The only place where they could live was a prison to them. That’s what she saw, stubborn, comparing the water of the fish to São Geraldo — and giving the first nudge with her elbow to Mateus who kept wanting to leave.

  Even in his city, Mateus Correia was still an outsider, a man who from every place would take whatever benefited him. He was constantly rushing around on the street but always calm and elegant. His flanks were frigid, and so were his legs and neck — the result perhaps of that muteness with which he’d lock himself in for his hour-long bath. He’d come out cold, his gray hair fragrant. His flat nails turning livid would dig into his big hand: in the pocket of his jacket a perfumed kerchief. The air of a lawyer or engineer — such was his air of mystery. She took no interest in her husband’s business — but how he dressed up!

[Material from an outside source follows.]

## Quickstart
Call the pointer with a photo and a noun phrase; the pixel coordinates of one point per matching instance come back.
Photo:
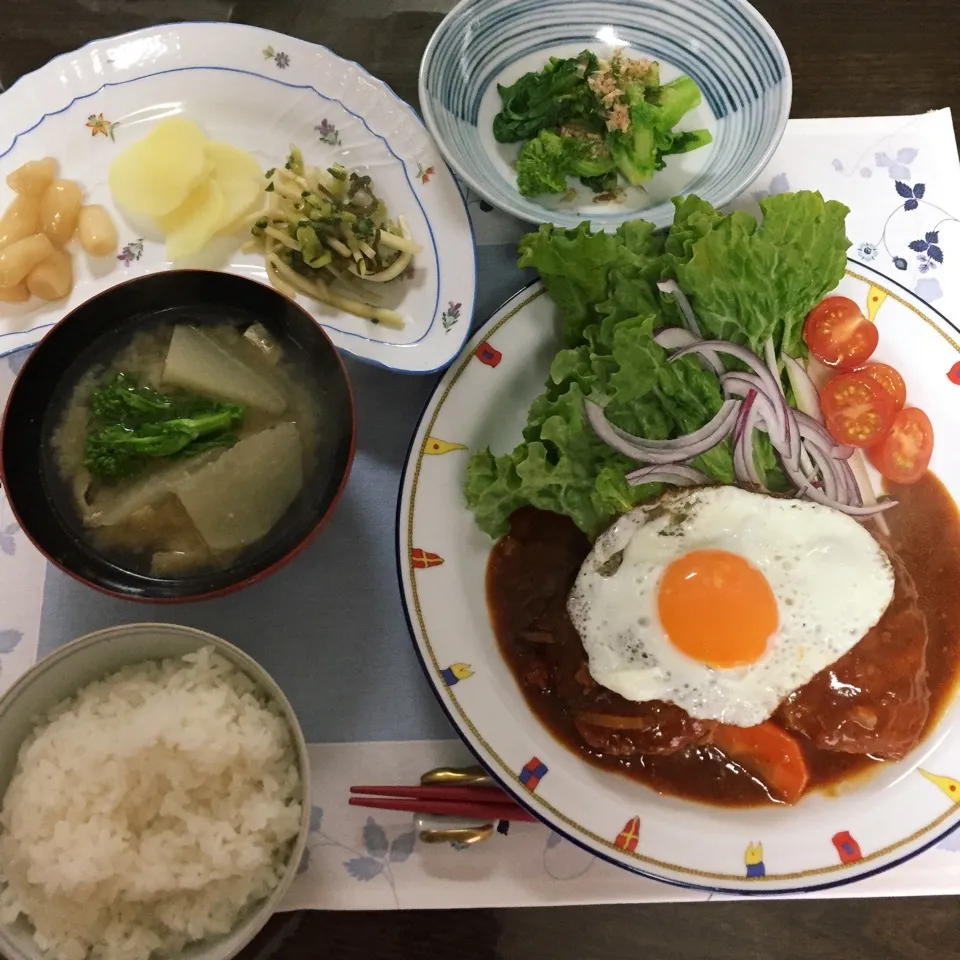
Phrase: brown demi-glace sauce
(538, 567)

  A continuous training. He was masculine and servile. Servile without humiliation like a gladiator who hired himself out. And she, being a woman, would serve him. She’d wipe his sweat, smooth his muscles. It demeaned her to live by dint of Mateus’s comings and goings and his exercises, spreading out shirts that the dust of the city would immediately soil, or feeding him meats and wines. But she couldn’t help being fascinated by that meticulous order, which seemed long since to have surpassed any justification, except to waste the months preparing him for combat.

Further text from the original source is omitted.